Ve gündem değişir…
Milli bayramlarımıza yeni bir vizyon katan Milli Eğitim Bakanlığı Müsteşar Yardımcısı bu konuşmadan sonra siyasetin vazgeçilmezlerinden olacaktır.
Milli Eğitim Bakanlığı Müsteşar Yardımcısı Salih Çelik Bey diyor ki:
-Öğrencilerin, 19 Mayıs Atatürk’ü anma Gençlik ve Spor Bayramı’nda yaptığı gösterilerin bir anlamı yok. Gelenek haline getirilmiş kutlamalar vatandaşa ek yük getiriyor”.
Heee bir de Mayıs ayı soğuk mevsimmiş.!
Geçen yıl 29 Ekim Cumhuriyet Bayramı kutlamaları Van’da meydana gelen deprem nedeniyle iptal edildi.
19 Mayıs soğuk diyorlar..
E ,23 Nisan daha soğuk, o zaman ona da gerek yok, hem ulusal egemenlik kimin umrunda ki!
30 Ağustos Zafer Bayramı. Yaza denk geliyor. Millet tatilde, kim kutlayacak bayramı. Hem kim demiş Büyük Taarruz’u yaz mevsimine getirin diye. Topraklarımız düşman işgalinden kurtarılmışsa kurtarılmış kutlamaya ne hacet?

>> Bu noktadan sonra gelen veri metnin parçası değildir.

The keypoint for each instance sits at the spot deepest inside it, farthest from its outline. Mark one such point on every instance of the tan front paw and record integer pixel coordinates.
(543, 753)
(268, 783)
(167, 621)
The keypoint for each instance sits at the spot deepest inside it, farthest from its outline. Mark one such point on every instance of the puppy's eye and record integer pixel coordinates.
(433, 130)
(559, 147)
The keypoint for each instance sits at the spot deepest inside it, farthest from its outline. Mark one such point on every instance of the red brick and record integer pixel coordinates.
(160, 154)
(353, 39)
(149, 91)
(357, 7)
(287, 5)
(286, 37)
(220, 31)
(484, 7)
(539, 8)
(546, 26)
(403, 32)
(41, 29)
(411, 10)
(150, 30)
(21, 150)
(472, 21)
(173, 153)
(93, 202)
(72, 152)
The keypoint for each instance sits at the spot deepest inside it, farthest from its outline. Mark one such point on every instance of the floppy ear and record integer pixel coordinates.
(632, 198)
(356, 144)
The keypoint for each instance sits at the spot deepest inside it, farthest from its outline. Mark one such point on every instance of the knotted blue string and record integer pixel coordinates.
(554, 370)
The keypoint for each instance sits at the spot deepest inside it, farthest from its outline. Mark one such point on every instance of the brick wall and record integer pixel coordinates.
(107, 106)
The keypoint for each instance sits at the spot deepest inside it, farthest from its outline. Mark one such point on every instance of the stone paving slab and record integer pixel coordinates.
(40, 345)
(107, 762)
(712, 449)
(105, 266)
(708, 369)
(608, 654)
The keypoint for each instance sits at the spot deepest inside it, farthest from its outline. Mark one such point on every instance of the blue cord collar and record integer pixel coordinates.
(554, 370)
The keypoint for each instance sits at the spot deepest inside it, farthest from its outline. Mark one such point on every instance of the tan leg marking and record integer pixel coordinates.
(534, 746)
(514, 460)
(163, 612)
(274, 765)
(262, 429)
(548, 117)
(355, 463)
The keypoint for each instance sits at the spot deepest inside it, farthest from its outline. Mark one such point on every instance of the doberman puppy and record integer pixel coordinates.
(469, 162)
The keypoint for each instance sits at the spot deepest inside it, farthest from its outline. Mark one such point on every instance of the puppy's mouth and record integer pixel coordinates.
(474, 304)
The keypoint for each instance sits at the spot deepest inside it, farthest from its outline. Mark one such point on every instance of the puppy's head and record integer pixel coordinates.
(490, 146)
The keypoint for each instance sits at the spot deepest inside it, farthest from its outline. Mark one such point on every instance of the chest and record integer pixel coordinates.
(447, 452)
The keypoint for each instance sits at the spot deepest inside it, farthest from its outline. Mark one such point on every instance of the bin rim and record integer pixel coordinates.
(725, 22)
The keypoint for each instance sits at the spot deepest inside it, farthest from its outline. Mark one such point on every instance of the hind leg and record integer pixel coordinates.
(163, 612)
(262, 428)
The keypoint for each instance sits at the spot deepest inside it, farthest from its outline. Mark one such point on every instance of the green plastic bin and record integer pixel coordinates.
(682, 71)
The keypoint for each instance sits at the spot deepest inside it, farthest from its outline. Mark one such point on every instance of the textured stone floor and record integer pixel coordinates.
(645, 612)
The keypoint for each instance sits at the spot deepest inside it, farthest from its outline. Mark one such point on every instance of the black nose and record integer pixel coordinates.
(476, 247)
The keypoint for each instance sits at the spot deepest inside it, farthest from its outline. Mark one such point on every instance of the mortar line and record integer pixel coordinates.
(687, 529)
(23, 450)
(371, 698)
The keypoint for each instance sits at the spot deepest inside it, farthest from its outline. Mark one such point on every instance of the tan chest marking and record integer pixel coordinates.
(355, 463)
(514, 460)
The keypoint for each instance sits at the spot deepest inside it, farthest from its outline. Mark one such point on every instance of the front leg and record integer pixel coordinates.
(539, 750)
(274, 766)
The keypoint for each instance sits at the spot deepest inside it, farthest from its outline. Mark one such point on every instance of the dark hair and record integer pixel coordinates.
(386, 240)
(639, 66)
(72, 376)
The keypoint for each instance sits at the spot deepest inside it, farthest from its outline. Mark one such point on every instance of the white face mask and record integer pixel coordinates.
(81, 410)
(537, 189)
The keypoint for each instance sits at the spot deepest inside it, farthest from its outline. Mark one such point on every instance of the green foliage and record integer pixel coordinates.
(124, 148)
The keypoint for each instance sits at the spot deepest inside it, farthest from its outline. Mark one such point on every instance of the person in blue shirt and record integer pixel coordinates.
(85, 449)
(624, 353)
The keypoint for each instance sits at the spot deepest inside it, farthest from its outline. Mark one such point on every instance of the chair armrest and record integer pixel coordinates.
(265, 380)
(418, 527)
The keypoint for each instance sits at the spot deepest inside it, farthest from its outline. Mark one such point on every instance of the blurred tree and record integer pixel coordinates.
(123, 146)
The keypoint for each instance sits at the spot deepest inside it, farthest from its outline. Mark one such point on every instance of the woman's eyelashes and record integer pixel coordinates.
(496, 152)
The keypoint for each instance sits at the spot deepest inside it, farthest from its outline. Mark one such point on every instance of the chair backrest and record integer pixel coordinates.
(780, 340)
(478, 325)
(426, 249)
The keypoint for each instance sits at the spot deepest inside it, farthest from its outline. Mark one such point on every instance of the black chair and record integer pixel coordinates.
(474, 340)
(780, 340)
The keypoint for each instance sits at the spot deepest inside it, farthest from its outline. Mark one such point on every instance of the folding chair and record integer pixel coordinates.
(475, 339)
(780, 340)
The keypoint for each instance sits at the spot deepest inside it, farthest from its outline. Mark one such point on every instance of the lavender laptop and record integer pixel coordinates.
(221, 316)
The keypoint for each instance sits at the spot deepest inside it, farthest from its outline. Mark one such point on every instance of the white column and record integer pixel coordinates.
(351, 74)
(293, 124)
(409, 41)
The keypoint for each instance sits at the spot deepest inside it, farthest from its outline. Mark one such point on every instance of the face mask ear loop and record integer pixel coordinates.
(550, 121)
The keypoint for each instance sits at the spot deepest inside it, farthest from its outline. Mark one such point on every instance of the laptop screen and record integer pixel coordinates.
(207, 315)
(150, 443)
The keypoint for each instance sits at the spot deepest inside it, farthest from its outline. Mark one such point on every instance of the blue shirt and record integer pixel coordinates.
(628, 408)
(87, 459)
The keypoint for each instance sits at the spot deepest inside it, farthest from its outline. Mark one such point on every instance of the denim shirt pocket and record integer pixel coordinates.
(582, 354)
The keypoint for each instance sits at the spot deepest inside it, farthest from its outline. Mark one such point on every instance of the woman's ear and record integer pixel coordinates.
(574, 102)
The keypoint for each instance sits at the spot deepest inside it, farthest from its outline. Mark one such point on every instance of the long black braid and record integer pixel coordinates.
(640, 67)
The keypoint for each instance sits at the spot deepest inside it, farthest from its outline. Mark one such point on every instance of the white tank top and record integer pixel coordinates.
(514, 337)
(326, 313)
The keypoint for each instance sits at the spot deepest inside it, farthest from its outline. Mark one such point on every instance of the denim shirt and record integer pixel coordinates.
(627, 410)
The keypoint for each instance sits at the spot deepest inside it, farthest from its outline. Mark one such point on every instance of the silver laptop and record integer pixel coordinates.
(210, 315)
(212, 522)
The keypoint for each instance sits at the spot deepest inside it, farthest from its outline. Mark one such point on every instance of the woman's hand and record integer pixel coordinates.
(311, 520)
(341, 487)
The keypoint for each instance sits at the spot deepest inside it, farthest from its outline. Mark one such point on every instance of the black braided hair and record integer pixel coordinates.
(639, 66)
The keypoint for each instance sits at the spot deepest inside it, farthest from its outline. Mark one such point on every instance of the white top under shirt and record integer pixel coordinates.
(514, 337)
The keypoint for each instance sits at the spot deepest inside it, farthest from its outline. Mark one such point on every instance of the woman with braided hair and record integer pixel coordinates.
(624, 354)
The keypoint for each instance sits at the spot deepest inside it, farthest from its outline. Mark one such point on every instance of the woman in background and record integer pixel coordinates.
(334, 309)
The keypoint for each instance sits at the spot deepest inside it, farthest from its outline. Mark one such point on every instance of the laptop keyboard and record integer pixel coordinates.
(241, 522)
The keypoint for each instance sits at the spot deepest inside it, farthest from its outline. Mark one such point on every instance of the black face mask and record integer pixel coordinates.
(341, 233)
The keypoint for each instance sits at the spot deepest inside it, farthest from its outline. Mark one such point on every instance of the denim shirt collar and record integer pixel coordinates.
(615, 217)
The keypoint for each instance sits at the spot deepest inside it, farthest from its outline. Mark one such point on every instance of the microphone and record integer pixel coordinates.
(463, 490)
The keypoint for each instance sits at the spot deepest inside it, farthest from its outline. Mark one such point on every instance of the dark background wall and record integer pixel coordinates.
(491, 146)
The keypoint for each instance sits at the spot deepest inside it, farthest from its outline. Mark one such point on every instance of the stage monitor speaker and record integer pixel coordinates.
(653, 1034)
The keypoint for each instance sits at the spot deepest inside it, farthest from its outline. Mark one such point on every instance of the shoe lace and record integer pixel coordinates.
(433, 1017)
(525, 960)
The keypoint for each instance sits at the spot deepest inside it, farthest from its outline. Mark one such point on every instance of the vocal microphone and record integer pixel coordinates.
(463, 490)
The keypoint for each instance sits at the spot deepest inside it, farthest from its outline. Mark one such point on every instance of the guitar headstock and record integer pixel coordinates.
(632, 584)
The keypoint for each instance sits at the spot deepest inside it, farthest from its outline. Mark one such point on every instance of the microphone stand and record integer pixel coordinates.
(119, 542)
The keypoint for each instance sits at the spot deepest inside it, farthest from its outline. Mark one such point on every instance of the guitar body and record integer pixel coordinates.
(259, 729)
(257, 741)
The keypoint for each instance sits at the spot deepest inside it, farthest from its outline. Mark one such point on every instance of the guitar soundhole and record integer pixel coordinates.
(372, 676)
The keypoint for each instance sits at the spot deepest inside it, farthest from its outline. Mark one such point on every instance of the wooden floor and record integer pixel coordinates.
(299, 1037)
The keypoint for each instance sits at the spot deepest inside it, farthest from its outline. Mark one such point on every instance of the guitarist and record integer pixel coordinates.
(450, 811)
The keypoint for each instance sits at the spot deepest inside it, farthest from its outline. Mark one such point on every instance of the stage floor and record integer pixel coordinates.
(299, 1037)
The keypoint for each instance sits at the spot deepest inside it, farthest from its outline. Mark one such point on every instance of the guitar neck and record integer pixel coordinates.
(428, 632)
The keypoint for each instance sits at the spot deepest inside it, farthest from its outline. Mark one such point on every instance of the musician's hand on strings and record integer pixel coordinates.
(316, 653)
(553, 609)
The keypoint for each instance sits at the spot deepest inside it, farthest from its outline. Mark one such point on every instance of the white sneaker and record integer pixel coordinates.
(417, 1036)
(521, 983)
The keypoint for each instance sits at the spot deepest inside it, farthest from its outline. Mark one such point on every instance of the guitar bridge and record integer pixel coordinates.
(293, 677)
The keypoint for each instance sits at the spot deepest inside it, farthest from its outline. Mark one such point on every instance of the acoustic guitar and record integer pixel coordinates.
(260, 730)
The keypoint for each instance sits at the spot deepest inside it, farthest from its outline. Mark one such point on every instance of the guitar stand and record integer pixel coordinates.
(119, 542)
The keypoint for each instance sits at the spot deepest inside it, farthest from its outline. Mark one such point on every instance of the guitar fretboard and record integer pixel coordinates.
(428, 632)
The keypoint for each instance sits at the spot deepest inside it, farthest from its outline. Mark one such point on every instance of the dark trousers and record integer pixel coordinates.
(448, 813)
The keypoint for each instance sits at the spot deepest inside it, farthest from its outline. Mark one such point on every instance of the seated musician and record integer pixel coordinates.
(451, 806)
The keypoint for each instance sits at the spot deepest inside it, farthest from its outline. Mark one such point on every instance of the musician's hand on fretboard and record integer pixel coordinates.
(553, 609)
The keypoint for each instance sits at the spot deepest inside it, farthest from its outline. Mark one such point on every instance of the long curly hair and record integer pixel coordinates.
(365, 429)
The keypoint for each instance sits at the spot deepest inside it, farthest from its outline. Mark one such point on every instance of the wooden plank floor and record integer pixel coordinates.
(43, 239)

29 Ekim Cumhuriyet Bayramı. Geçen yıl kutlamadık bişey olmadı. Bu yıl da soğuk der kutlamayız olur biter. Zaten iki gün sonra unutulur.
10 Kasım Atatürk’ü anma günü. Tam kış mevsimi. Hem sap gibi durmaya ne gerek var (1994 Recep Tayyip Erdoğan).
Aradaki dini bayramlar mı?
Yok efendim onlarda bir aksaklık, hepsi günü gününe yapılıyor. Sayın Salih Çelik “dini bayramlarda da yok şeker, kurbanlık, yok çocuklara yeni kıyafetler, ayakkabılar alıyoruz ailelere külfet oluyor gerek yok” deme performansında bulunmazsa bir dahaki seçimlerde kendisini siyasi kulislerde görebiliriz.
Hemen hatırlatayım;
Cumhurbaşkanı Abdullah Gül tarafından Atatürk Kültür, Dil ve Tarih Yüksek Kurumu Yönetim Kurulu üyeliğine atanan Prof. Mümtazer Türköne “Atatürkçülüğü hakaret sayarım” diyen bir muhteremdi!